Finalizada la Segunda Guerra Mundial, y a lo largo de casi medio siglo, Estados Unidos y Rusia rivalizaron en el marco de la Guerra Fría bajo la amenaza cierta de una contienda nuclear entre ambas potencias, con consecuencias catastróficas para todo el planeta. China observó en silencio y con prudente distancia esa disputa geopolítica. Producido el derrumbe de la antigua Unión Soviética entre 1989 y 1991, la nación oriental comenzó a desplegar una agresiva diplomacia comercial a partir de su imparable crecimiento económico.

Ahora bien, lo que fue una disputa geopolítica bilateral entre 1945 y 1989 basada en sistemas políticos y económicos antagónicos, ha devenido hoy en un triángulo de competencias comerciales entre Estados Unidos, China y Rusia. La primera potencia mundial se ha desarrollado a lo largo de dos siglos y medio bajo un sistema democrático que garantiza la división de poderes republicanos y el ejercicio pleno de las libertades civiles y de expresión. Por su parte China y Rusia, a pesar de haber adoptado un sistema económico capitalista en las últimas décadas, presentan un régimen político autoritario con amplia censura a la prensa y al pleno y libre desarrollo de las redes sociales, como así también con altos índices de inseguridad jurídica derivada de la falta de independencia del poder judicial.

Llama la atención entonces la simplificación con que Tokatlian presenta su análisis derivado de las distintas encuestas, las que caen en el viejo vicio de plantear un antiamericanismo solapado con preguntas sobre preferencias y opciones entre un país que, con sus falencias, respeta plenamente el estado de derecho, con otro que no solo no lo hace, sino que se aprovecha de esa ventaja competitiva en el marco de las relaciones comerciales internacionales.
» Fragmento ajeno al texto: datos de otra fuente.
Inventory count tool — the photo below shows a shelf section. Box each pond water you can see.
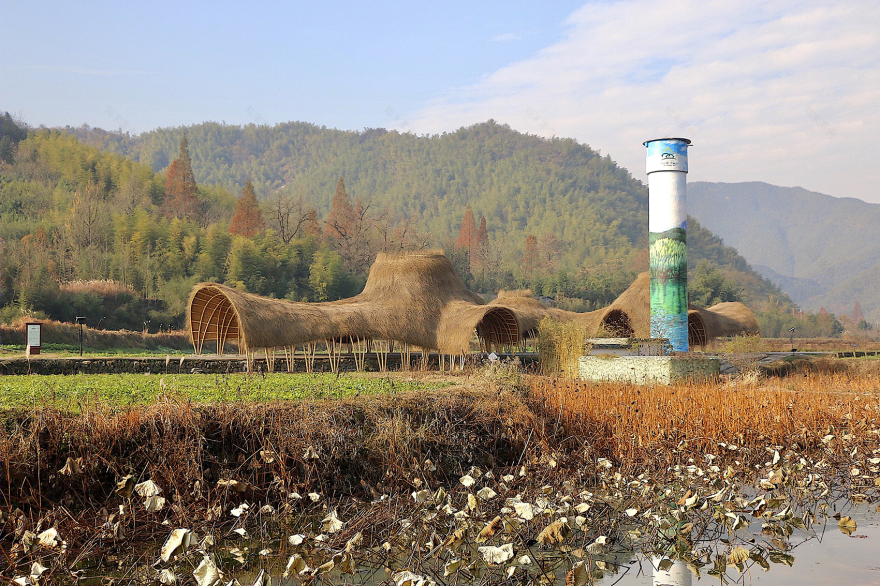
[597,503,880,586]
[223,501,880,586]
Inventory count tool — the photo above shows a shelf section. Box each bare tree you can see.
[269,191,311,244]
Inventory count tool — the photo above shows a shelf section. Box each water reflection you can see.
[234,501,880,586]
[597,502,880,586]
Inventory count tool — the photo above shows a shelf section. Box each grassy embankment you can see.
[0,365,880,582]
[0,373,440,416]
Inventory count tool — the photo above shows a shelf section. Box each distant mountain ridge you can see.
[63,120,792,311]
[688,181,880,323]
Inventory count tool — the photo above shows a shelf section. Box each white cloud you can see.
[492,33,523,43]
[409,0,880,202]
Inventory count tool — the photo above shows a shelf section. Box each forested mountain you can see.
[0,114,804,329]
[688,182,880,323]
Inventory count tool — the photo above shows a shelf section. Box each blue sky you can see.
[0,1,580,133]
[0,0,880,203]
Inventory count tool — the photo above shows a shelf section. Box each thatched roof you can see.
[688,301,761,346]
[188,252,519,354]
[491,272,759,346]
[188,252,758,354]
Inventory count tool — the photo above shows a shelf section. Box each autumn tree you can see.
[303,208,322,240]
[850,301,865,324]
[470,214,489,272]
[162,132,202,221]
[229,179,265,238]
[324,177,377,274]
[523,234,539,281]
[324,176,354,242]
[269,191,312,244]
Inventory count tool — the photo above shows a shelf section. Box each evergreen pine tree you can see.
[162,132,202,221]
[229,179,265,238]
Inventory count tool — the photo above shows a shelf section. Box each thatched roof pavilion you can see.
[490,273,760,346]
[187,252,758,354]
[188,252,519,354]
A su vez, en anteriores declaraciones periodísticas, el vicerrector de la Universidad Di Tella sostiene que América Latina es un territorio de disputa entre los Estados Unidos y China, y a renglón seguido señala que la elección para la presidencia del Banco Interamericano de Desarrollo (BID) de un funcionario estadounidense es una “señal de debilidad política” de ese país, que además “ha erosionado significativamente tres elementos del sistema interamericano”.
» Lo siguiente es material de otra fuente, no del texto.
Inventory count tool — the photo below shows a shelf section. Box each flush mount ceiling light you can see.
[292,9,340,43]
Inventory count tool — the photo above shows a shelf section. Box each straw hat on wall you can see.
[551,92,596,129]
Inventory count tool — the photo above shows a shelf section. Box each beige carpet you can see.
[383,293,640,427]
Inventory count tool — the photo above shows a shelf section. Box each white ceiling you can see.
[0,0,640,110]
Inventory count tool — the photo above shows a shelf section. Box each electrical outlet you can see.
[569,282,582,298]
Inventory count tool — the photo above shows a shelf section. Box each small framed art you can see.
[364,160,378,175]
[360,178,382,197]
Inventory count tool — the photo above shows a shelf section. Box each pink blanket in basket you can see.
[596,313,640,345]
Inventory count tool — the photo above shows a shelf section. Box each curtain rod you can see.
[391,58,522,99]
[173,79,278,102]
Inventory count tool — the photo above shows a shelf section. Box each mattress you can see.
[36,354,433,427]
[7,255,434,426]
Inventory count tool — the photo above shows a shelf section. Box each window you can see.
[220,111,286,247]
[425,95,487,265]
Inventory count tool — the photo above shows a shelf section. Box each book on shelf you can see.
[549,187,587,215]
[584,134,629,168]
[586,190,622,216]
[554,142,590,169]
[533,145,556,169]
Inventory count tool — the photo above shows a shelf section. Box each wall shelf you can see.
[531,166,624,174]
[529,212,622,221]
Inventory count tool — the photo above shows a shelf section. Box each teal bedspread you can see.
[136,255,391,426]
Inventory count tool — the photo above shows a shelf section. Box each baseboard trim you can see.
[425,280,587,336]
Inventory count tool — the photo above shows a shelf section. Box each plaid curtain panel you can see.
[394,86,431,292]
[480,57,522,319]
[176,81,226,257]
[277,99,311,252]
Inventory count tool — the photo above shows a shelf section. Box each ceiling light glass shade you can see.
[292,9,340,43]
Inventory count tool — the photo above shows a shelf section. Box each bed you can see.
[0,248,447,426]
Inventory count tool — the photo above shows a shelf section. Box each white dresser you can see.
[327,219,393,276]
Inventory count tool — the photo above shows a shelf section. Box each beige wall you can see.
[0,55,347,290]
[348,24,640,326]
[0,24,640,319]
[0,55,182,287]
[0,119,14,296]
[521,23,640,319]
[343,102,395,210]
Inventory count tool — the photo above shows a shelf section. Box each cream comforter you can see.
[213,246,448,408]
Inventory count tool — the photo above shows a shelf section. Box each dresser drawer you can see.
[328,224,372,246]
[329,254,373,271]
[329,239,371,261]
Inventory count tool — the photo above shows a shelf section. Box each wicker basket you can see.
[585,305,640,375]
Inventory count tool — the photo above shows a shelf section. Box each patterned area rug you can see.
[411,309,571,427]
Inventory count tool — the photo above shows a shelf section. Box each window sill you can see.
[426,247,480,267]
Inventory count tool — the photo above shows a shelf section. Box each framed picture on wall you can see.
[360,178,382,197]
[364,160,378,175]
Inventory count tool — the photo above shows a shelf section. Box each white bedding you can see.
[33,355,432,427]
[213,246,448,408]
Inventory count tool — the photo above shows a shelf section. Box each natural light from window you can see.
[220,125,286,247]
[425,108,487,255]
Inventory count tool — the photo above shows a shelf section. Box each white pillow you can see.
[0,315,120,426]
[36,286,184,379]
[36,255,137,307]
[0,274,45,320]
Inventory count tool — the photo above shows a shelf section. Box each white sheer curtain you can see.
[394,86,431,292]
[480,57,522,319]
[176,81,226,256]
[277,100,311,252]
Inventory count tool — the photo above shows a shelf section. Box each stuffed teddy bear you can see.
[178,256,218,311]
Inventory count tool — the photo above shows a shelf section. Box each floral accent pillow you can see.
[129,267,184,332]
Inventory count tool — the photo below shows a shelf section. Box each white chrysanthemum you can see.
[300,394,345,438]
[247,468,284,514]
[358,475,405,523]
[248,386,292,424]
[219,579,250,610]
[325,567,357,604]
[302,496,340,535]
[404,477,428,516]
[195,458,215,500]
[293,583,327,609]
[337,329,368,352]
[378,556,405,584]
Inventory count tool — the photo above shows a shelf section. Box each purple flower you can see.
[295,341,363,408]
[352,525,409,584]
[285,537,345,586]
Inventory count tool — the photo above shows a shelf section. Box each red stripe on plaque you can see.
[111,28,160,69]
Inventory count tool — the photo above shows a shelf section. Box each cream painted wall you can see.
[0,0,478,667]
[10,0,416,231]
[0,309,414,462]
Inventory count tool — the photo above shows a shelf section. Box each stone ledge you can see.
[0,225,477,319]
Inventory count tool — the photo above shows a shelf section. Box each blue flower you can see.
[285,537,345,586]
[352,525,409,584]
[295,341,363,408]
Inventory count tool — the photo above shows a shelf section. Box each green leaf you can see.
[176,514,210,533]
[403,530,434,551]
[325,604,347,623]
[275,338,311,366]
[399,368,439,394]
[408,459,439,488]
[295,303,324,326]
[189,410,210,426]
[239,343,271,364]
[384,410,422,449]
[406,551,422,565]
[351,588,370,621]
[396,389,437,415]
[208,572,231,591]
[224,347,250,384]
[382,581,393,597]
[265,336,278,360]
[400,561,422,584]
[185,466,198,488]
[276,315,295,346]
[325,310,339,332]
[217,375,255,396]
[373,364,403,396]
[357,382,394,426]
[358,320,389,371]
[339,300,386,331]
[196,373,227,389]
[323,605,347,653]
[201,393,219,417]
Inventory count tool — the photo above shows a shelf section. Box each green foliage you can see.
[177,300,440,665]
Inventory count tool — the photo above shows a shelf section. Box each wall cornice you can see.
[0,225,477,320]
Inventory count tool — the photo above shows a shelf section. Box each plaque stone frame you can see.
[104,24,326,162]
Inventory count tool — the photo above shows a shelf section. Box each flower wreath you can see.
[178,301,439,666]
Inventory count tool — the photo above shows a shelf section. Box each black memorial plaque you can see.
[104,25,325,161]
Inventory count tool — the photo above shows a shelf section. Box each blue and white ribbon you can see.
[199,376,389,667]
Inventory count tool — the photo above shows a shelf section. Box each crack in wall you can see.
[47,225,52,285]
Y en este sentido, en el marco de la crisis institucional de Venezuela, destaca la convocatoria al TIAR en 2019 “por presión de Estados Unidos”, y también la injerencia del secretario general de la OEA, Luis Almagro, en el marco de la Comisión Interamericana de Derechos Humanos (CIDH). Tokatlian finaliza sosteniendo que, “entonces tenemos afectados los pilares de defensa, derechos humanos y financiero”.
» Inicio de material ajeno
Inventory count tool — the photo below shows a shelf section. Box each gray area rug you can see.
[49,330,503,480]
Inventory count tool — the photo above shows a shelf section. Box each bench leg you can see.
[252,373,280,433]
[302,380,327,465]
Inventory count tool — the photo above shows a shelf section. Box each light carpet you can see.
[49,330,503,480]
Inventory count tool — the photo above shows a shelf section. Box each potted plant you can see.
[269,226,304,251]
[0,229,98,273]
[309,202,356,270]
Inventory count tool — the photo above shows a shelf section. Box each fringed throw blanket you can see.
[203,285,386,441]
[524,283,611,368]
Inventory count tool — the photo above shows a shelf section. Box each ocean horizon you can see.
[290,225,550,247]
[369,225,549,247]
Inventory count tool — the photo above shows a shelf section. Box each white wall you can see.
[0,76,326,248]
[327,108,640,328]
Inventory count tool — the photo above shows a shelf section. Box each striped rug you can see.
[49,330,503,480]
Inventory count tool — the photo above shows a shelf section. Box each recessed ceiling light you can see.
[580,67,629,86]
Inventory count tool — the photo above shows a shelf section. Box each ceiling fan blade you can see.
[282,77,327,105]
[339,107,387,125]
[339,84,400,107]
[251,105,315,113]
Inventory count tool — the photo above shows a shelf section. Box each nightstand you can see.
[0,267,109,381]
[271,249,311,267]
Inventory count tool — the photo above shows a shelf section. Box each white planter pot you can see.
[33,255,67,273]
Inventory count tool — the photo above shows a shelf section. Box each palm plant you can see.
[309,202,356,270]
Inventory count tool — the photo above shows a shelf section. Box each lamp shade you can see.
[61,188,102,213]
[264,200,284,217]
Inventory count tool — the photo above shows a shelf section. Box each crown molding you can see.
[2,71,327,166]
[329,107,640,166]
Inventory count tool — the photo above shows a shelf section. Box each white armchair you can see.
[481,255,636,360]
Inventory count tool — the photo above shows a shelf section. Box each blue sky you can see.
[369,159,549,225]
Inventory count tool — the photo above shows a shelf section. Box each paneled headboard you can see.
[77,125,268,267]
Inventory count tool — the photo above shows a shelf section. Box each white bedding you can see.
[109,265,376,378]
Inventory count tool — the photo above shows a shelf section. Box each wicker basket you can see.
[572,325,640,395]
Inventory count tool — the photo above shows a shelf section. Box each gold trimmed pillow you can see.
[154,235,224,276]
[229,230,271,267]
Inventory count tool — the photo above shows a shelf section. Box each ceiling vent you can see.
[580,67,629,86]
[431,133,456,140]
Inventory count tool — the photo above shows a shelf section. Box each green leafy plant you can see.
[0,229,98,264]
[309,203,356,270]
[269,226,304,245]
Concluyo esta lectura crítica de la columna del profesor ditelliano con un párrafo del ensayista francés Jean F. Revel de rigurosa actualidad: “Es una paradoja; desde el fin de la guerra fría los Estados Unidos son más detestados y desaprobados, a veces incluso por sus propios aliados, que durante ella por los partidarios declarados o no del comunismo. Observemos la diligencia y la constancia con que las autoridades democráticas o religiosas se han puesto de parte de Fidel Castro, por la única razón de que es objeto del embargo americano, por lo demás falazmente bautizado «bloqueo» para las necesidades de la causa. Ahora bien, Cuba no ha cesado de comerciar con el mundo entero, salvo con los Estados Unidos, y el bajo nivel de vida de los cubanos se debe ante todo al régimen socialista”.